The publication of Regulation No. 380 of the National Health Act33 has significant implications for cancer control in the country. This regulation made cancer a reportable condition and encouraged the implementation of PBCR in SA. This analysis further supports the regulation, by highlighting the need for improved cancer surveillance through the establishment of PBCR’s as well as improving the quality of mortality data in SA. Although the NCR has experienced challenges in implementing these regulations,15 PBCR in SA will generate reliable estimates of cancer incidence through the reporting of all invasive cancers (clinically and pathology diagnosed cancers) in a defined geographic population.
Limitations
The study limitations were the under-estimation of cancers from the pathology-based registration as cancers not biopsied will be missed. In addition, under-reporting occurred from private laboratories from 2004 to 2009 due to concerns regarding reporting of confidential patient information. However, a previous publication has shown that the overall impact of this under-reporting was 4%, whilst a greater impact may be seen in individual ethnic groups (Whites and Asians in particular) depending on their usage of private healthcare facilities.17 Despite the limitations, this is the only available national data on BC for the country.
Conclusion
This paper demonstrated BC incidence rates are similar to regional rates, but lower than countries with similar health systems. Ethnic differences in BC trends were observed. However, the reasons for observed ethnic differences are unclear.
Funding
Funding was provided by the South African Medical Research Council by a grant awarded to the Wits Common Epithelial Cancer Research Centre.

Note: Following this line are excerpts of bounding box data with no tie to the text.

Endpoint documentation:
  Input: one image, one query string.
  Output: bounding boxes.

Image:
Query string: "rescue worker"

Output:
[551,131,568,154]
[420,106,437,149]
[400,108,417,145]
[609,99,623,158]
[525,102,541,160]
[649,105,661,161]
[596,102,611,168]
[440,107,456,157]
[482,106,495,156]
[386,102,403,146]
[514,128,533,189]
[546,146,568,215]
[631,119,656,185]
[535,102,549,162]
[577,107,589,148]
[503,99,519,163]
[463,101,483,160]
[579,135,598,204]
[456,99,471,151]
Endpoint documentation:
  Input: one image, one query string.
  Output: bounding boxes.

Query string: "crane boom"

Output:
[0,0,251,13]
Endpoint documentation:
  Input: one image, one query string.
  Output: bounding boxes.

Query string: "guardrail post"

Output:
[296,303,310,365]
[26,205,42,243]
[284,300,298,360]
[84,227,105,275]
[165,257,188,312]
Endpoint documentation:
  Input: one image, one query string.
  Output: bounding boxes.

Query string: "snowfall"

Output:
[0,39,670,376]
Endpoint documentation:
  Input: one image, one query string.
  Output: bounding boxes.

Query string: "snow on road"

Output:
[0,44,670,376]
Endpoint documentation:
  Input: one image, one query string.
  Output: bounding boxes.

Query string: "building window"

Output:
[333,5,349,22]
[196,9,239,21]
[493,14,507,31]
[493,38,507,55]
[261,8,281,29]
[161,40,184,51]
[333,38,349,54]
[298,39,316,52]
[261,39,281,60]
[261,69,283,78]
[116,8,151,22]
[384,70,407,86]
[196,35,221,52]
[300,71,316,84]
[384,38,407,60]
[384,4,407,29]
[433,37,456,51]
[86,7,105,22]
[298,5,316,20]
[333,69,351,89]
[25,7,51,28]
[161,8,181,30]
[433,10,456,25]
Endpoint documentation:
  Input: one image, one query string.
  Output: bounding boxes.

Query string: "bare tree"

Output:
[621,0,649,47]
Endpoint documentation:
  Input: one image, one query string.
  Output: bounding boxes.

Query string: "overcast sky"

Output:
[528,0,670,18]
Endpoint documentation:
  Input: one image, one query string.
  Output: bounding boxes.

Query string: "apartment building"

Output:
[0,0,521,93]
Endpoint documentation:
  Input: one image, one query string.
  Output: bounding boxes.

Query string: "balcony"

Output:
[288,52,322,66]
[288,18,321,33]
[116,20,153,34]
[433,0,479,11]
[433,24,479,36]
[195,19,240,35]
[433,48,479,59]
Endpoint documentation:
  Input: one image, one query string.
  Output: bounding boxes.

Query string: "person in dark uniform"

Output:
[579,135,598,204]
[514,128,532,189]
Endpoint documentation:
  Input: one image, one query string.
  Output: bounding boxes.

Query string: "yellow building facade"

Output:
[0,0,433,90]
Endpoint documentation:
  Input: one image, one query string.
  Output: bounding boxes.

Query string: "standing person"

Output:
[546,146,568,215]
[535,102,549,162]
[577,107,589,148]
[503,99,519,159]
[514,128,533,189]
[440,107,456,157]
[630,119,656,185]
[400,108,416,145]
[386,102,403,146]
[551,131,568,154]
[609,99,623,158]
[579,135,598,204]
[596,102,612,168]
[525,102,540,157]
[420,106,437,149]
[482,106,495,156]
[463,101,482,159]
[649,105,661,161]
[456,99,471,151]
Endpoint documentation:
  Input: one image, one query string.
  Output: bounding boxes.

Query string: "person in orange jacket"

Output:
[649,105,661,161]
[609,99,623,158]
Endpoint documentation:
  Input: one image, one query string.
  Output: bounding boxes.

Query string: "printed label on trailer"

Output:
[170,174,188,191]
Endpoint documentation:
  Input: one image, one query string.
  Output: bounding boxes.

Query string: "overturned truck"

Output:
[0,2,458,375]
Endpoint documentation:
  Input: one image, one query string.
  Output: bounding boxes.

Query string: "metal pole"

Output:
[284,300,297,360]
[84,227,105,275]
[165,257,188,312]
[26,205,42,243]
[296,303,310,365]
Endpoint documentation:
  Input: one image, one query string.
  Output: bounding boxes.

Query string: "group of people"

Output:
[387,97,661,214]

Conflict of interest: None declared.
Key points
Cancer incidence data from Africa is scarce with trend analyses usually covering the USA, European Union, Asia and Latin America. Very little has been reported on South Africa’s national cancer burden.
BC is the commonest female cancer in South Africa with variations in age-standardised incidence rates amongst different ethnic groups.
Whites and Asians presented higher incidences of BC at an earlier ages compared with Blacks and Coloureds.
Age-standardised BC mortality rates increased between 1997 and 2004 but stabilised thereafter.
These data highlight that BC care and prevention would be improved by an overall cancer prevention and control policy, as well as separate BC screening guidelines, developed by the National Department of Health.